All well and good, for the most part. The characterizations, especially Cassie's, are quite good; she progresses from a frightened girl hiding in the woods to a hardened, badass warrior. (It helps that she knows karate; she's not helpless and doesn't need to be rescued, by any means.) But the last part of the book--Chapter 85, to be exact--also drops the bombshell that I'm sure the author meant to be a Big Reveal, but which only served to make me come near to throwing the book against the wall.

To wit:

"Do you know why we will win this war?" Vosch asks us after we're locked inside. "Why we cannot lose? Because we know how you think. We've been watching you for six thousand years. When the pyramids rose in the Egyptian desert, we were watching you. When Caesar burned the library at Alexandria, we were watching you. When you crucified that first-century Jewish peasant, we were watching. When Columbus set foot in the New World...when you fought a war to free millions of your fellow humans from bondage...when you learned how to split the atom...when you first ventured beyond your atmosphere...What were we doing?"

Now. Wait. Just. A. Frakking. Minute.

First of all, talk about blowing your established timeline all to hell. Did the Others come six thousand years ago, eighteen years ago, or six months ago? How did they get here? Did they use the mothership, or not? It's certainly implied in Chapter 85 that the mothership didn't arrive until recently. If the mothership brought a few of them six thousand years ago, to "observe," why in the hell didn't they conquer Earth way back then? It sure wouldn't have taken near as much effort to blast the pyramids to dust as to destroy a technologically advanced civilization. Also, for such a supposedly advanced group of aliens, it shouldn't have taken six thousand years to learn how humans think, especially if they've been downloading themselves into human brains for all that time. If they've been without bodies for tens of thousands of years, and the mothership existed and was fully "staffed" with little balls of pure consciousness in its mainframe way back then, why wait? Did they have to make a few trips back and forth to the Others' home planet, perhaps using centuries of non-lightspeed travel, to download everybody, or something?
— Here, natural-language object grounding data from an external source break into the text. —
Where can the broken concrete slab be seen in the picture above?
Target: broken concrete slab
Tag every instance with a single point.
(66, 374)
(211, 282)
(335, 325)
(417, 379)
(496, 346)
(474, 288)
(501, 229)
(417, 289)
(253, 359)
Argh. Triple *headdesk.* For me, these three pages--all of Chapter 85--destroys the logic of the entire book. I read it again just now, and I still want to yell and fling the book away from me. I came pretty near to buying this book, and I'm glad I waited to check it out from the library. If I had spent my money and then fallen headfirst into this massive plot/pothole, I would have been furious.

I'm not saying it's not a good book, with the glaring exception of those three pages. It is. I may read the sequel, in the hopes that this plot hole is fixed (but I sure won't buy it). Like Mark Twain said, fiction has to make sense. It's very unfortunate that this book does not.